Трясущийся хозяин, толстый Джакопо, тотчас оказался возле них. Через руку у него была переброшена грязная салфетка.

— Вальполичеллы! Много! — решившись, выкрикнул Макиавелли.

Для него-то эта вылазка была едва ли не первой. Ведь большую часть своей незаконно долгой жизни он провёл в прихожей, вечно готовый очутиться в опочивальне Хозяина по первому зову. Обычно там он пребывал в состоянии полудрёмы, но толком выспаться ни разу не удалось. Да и питаться приходилось урывками. Всё-таки эти Борджа ничего и никому не забывают. Не забывал и Чезаре того, как вероломный Макиавелли некогда заявил с великой наглостью на заседании флорентийской синьории, что поддерживать воинственного папиного сына не стоит: это-де «отработанный материал». Так и заявил, разве что на пол не сплюнул.

— И пару каплунов, — добавил дон Мигель Коррельо. Он чувствовал себя получше: всё-таки немало странствовал вдали от Вечного Города и неумолимого владыки.

Мгновенно появились и кувшин, и кубки, и тарелки с зеленью и сыром.

Синьор камерарий жадно, точно басурманин в пустыне, припал к кувшину. Микелотто наблюдал за ним с неудовольствием.
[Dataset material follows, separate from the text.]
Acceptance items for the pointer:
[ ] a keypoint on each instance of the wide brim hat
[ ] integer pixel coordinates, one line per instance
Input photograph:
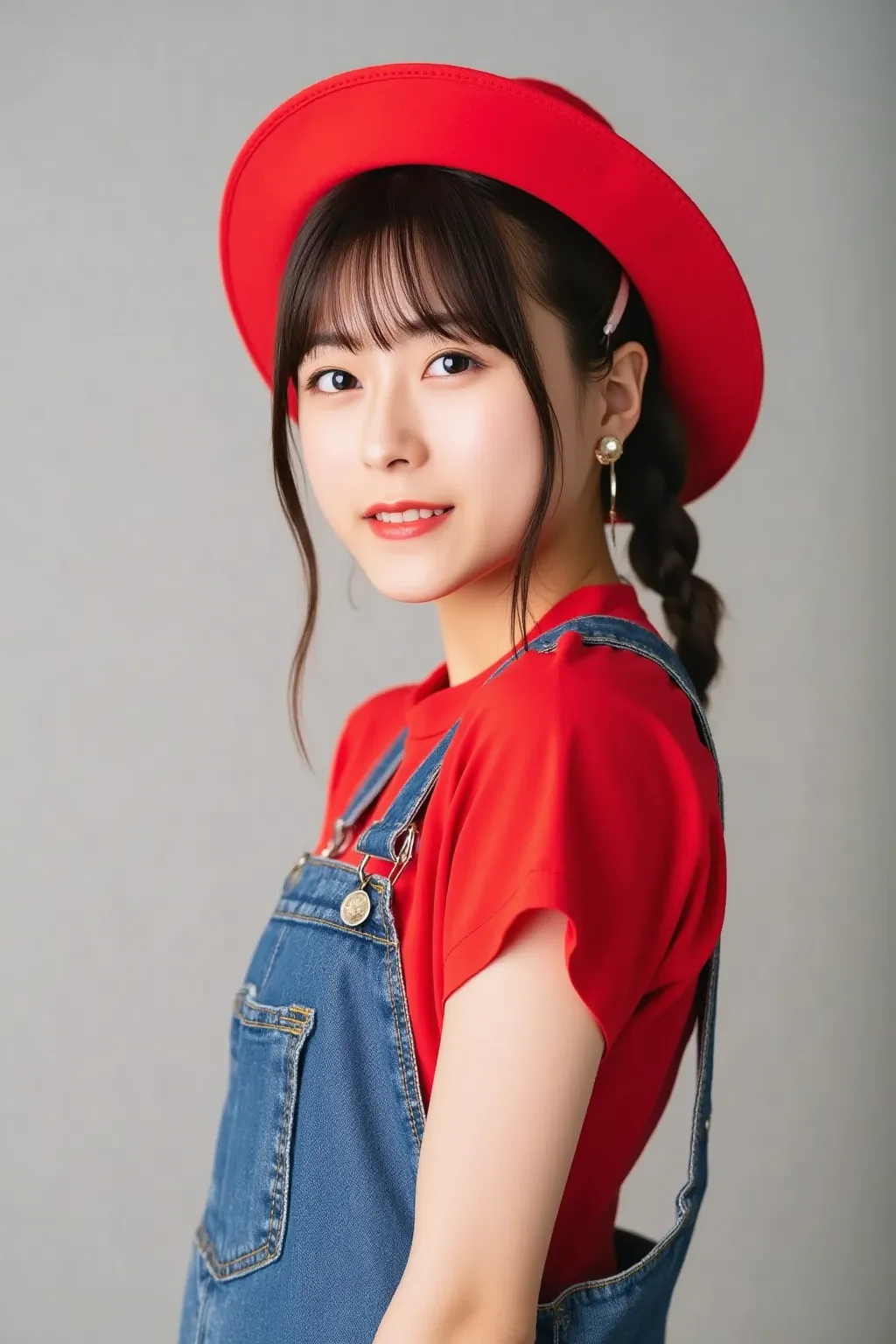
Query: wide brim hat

— Слюней не напусти, — проворчал он. Макиавелли поставил кувшин и отдышался.

— Как вы думаете, Микелотто, Хозяин может нас здесь услышать? — шёпотом спросил он.

Микелотто махнул рукой. Лапа у него была грязная, с чёрными ногтями. Каждое утро он подавал Хозяину тазик для умывания, а сам о чистоте как-то забывал.

— Он может услышать нас где угодно, — сказал телохранитель. — Только ему сейчас не до этого. Ему привезли из Нидерландов какую-то особенно мощную линзу, и он теперь наблюдает падение нравов среди сверчков. Хозяин стал любознателен, как Леонардо: тот вечно забывал поесть и выпить, препарируя своих птичек и яшерок. Эта ваша идея со стёклышками была весьма удачной.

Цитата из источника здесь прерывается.